You will have noticed that in theory the Officer should preempt these problems. What arose in WWI is that nobody had time to find out what the inevitable baggage a newcomer brought with him was, and so if they were of such weak character their minds snapped and they turned and legged it, then the consequences were likely to be inevitable. As I type, the BBC is talking about the effects of bullying on children, and there's some of that in these problems: life is sometimes too kind, and when you get someone immature bullied and ordered into a position where he'd rather kill himself than put up with it any longer, or commit suicide by Military Cop, then it will happen, particularly where the High Command didn't give a monkeys.

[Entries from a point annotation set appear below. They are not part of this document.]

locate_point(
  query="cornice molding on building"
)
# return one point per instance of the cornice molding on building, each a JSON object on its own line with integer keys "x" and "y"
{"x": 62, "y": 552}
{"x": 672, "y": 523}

This was true at Blenheim, it was true at Waterloo, it was true in the Somme and it's true now. It will probably be true until we no longer need an Army. HOWEVER, the awareness of what's going on behind the facehas advanced, if only by learning the hard way, although we still don't sign up to all the H&S psychobabble. Nowadays, we try to kick out the bastards who still don't give a damn, as they're the sort who won't give a damn about the women and children in the way. We need soldiers who have been trained to perform under continual pressure, and this is why some of the recruiting films you'll have seen have only one in three passing the course, you may be too weak in limb, mind or morality to do the job. The Special Forces add other criteria, which is why I know them, but walked away from them, because they had not added morality to the list when I was in. It's there now, and I have friends there because they've learned I was right: for example, one of my WEU mates has Chapter 8 of the Osprey Book on Heroes of the SAS all to his little self, much to his fury: I paid him for eight years, and his pension for another ten. Which is why I calm down people wanting a slice of an Arab Crown Prince. That extra is what makes them Special, and is why I continue to argue here, because the work the folk movement can be very helpful in bringing children on to become balanced adults who know when to act and when to hold their hands. The gung-ho types have to be balanced with proportionate responsibility, or we end up in the situation where nobody can see because of an eye for an eye and nobody can hear because of an ear for an ear. It's why I ended up in WEU, I've not changed, I was always a moderating force on new officers coming in full of "I'm the Colonel of the 4th Foot and Mouth and had 2000 serving men": we taught them that their new serving men were Kipling's 5: What, and Who, and Where, and Why, and When. Or for that matter Warsaw Pact people who'd been brought up to be afraid of their won shadows, and had to be taught that they had a valuable voice and opinion from what they had spent their time observing. WEU succeeded because we made the diplomats and military talk to each other, and exercise jaw-jaw instead of war-war. It's the futurte of the world, and not the guys who react to the red fog of war.

And foremost among them at the moment seems to be you, dearest Teribus. When you try to dis me like you have, I'm human, and get insulted, and may treat you with the contempt you have undoubtedly earned. I've been around diplomats for long enough to count to ten, but when, having counted to ten, you still are a prat preaching respect for the armed forces but not observing it when it comes to it, then you live with the consequences. Let's put it this way. I'm never likely to want to perform with you if ever I discover your real identity. Max knows mine, and has checked my background: my friends detected his checking and asked me who he was, as they were concerned about my arse during the summer's contretemps. That will have to satisfy you.

So, have you ever served in an infantry unit?